6 Şubat sabaha karşı saat 04.17’de Kahramanmaraş’ın Pazarcık ilçesi merkezli 7,7 büyüklüğünde, saat 13.24’te de Elbistan merkezli 7,6 büyüklüğünde meydana gelen ikiz depremler; Kahramanmaraş, Kilis, Adana, Osmaniye, Diyarbakır, Gaziantep, Şanlıurfa, Malatya, Adıyaman ve Hatay illeri gibi çok geniş coğrafyada büyük, ağır yıkıma sebep oldu. Bu çifte depremle bir daha gördük ki Türkiye bir deprem ülkesi ve deprem öldürmüyor, tekniğine uygun yapılmayan binalar ve tedbirsizlik öldürüyor.
Elbistan, Pazarcık depremi, gerçekte çoğu devletin altından kalkmakta zorlanacağı, büyük bir yıkımdır. Diğer bir yıkım ise iktidarın olaya hazırlıksız ve liyakatsiz kadrolarla yakalanmış olması. Bu yazının yazıldığı saatlerde ölü sayımız onyedi bini geçmişti. Korkarız ki bu sayı gerçekte bu rakamların çok üstündedir.
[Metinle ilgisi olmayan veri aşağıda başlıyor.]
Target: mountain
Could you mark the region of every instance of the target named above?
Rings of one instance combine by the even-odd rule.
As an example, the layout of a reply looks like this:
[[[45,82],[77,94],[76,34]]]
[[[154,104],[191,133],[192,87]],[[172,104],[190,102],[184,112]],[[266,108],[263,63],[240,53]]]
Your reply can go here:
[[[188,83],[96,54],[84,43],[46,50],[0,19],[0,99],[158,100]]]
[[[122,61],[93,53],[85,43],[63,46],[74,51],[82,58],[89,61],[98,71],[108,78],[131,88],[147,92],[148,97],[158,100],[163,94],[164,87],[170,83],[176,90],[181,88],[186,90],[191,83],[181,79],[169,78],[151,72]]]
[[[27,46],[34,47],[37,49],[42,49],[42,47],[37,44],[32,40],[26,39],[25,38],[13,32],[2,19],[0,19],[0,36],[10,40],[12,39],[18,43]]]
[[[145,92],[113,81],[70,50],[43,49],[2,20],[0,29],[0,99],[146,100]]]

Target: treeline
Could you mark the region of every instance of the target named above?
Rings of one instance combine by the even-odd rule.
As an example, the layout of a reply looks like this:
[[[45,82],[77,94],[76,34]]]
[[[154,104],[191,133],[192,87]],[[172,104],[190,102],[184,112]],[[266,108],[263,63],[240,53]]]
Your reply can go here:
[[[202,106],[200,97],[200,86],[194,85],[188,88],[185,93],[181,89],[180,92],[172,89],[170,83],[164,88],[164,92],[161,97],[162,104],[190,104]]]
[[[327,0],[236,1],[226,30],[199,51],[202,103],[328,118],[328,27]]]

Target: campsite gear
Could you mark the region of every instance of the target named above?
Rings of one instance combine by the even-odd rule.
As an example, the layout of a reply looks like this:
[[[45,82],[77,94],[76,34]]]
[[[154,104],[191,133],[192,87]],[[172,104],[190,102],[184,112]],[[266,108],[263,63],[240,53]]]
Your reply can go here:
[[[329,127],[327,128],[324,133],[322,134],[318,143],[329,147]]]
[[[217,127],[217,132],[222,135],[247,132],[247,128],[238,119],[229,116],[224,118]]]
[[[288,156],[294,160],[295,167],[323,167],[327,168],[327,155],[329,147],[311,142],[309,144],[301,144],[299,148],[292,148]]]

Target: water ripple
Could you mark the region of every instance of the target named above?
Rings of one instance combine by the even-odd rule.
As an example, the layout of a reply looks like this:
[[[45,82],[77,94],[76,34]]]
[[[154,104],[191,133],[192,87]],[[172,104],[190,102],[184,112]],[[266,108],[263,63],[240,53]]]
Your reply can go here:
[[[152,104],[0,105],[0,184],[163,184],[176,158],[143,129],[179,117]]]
Zira bu sayının kimliği belirlenenler olduğu söylenmekte, oysa belirlenmeyen sayısı söylenmemektedir.
Olay karşısında halk, büyük bir kenetlenme ve dayanışma örneği göstermekte. Alevi, Sünni, Laz, Çerkez, Kürt, Türk tüm yurdum insanı acıyı yüreğinde hissetmekte, ülkenin dört bir yanından yardım eli uzatılmaktadır. Hal böyleyken iktidarın ve taraftarlarının yanlı, beceriksiz hırçın tutumları ise düşündürücüdür.
Örneğin eski AKP Milletvekili Nursen Kocabaş Reyhanlıoğlu’nun, Kahramanmaraş’ta incelemelerde bulunan Ekrem İmamoğlu’na “İngiliz Uşağı” diye saldırısı, suçlarını gizlemenin bir göstergesi olsa gerektir. Olayı iktidar taraftarı Yeni şafak Gazetesi bile kınamak zorunda kalmıştır. Utanmazlığın bu kadarına pes diyoruz.
İktidarın taraflı ve beceriksiz tutumu, kayıpların artmasına neden olmuştur. En çok faydalanılacak askerin gücünü, ancak depremden 58 saat sonra sınırlı sayıda devreye sokmuştur. Depremde ilk 24 saatin çok önemli olduğunu uzmanlar söylüyor. Bu hayati olayda bile partizanlık ve senden, benden ayrımı yapılıyor. 1999 depreminde sayısız katkıları olan, Nasuh Mahruki’nin başında olduğu AKUT devre dışı bırakılmış. Liyakatsız kadrolarla AFAT’ı devreye sokmuştur. Başına da İmam Hatip mezunu konuyla ilgisi olmayan birini getirmiştir. Bari adamı biraz eğitin yetiştirin. İş becerisinden yoksun kişiler işin başında, sonuç ise ortada.
1999 yılı Gölcük depreminden sonra çıkarılan Özel Tüketim Vergisinin (ÖTV’nin) amacı; depremde zarar görenlere yeni konutlar yapmak, mevcut binaları sağlamlaştırmak, depremzedelere kira, gıda ve barınma yardımında bulunmaktı. 1999 yılından 2019 yılına kadar, 20 yılda elde edilen toplam gelir 66 milyar 379 milyon lira toplanmış. Bu para ortada yok. Ne yaptınız? Yol yaptık, köprü yaptık diyorlar. Sonra bu ad altında yandaşa para aktarılıyor. Depremzedeler kaderine yansın.
Sonra da “Ay’a sert iniş” yapacağını söyleyen iktidar, üç günde depremde yerle bir olan Hatay’a giremiyor. Yurt içi ve dışından yardım yağıyor. İktidar yığın yığın yardımları organize edip, halka ulaştırmaktan aciz. Hokus pokus yöntemleri ile kendi örgütümün reklamını nasıl yaparım telaşında.
Bölgede tam bir can pazarı yaşanıyor, en temel sorunlardan, tuvalet, ekmek, su, ısınma sorunu çözülememişken, Melikgazi Belediyesinin seyyar mescit göndermesi, sanıyorum Nobel’e aday olacak bir duyarlılık!
Depremden ölmeyenler, enkaz altında zamanında ulaşamamaktan soğuktan, açlık ve susuzluktan ölmekte. İnternetin yavaşlatılması, Twitter’in kesilmesi hangi insani gerekçeye dayandırılabilir?
Enkaz altından zamanında ulaşılıp kurtarılamayanların ahı, kuşku yok ki sorumlularını da enkaz altında bırakmıştır.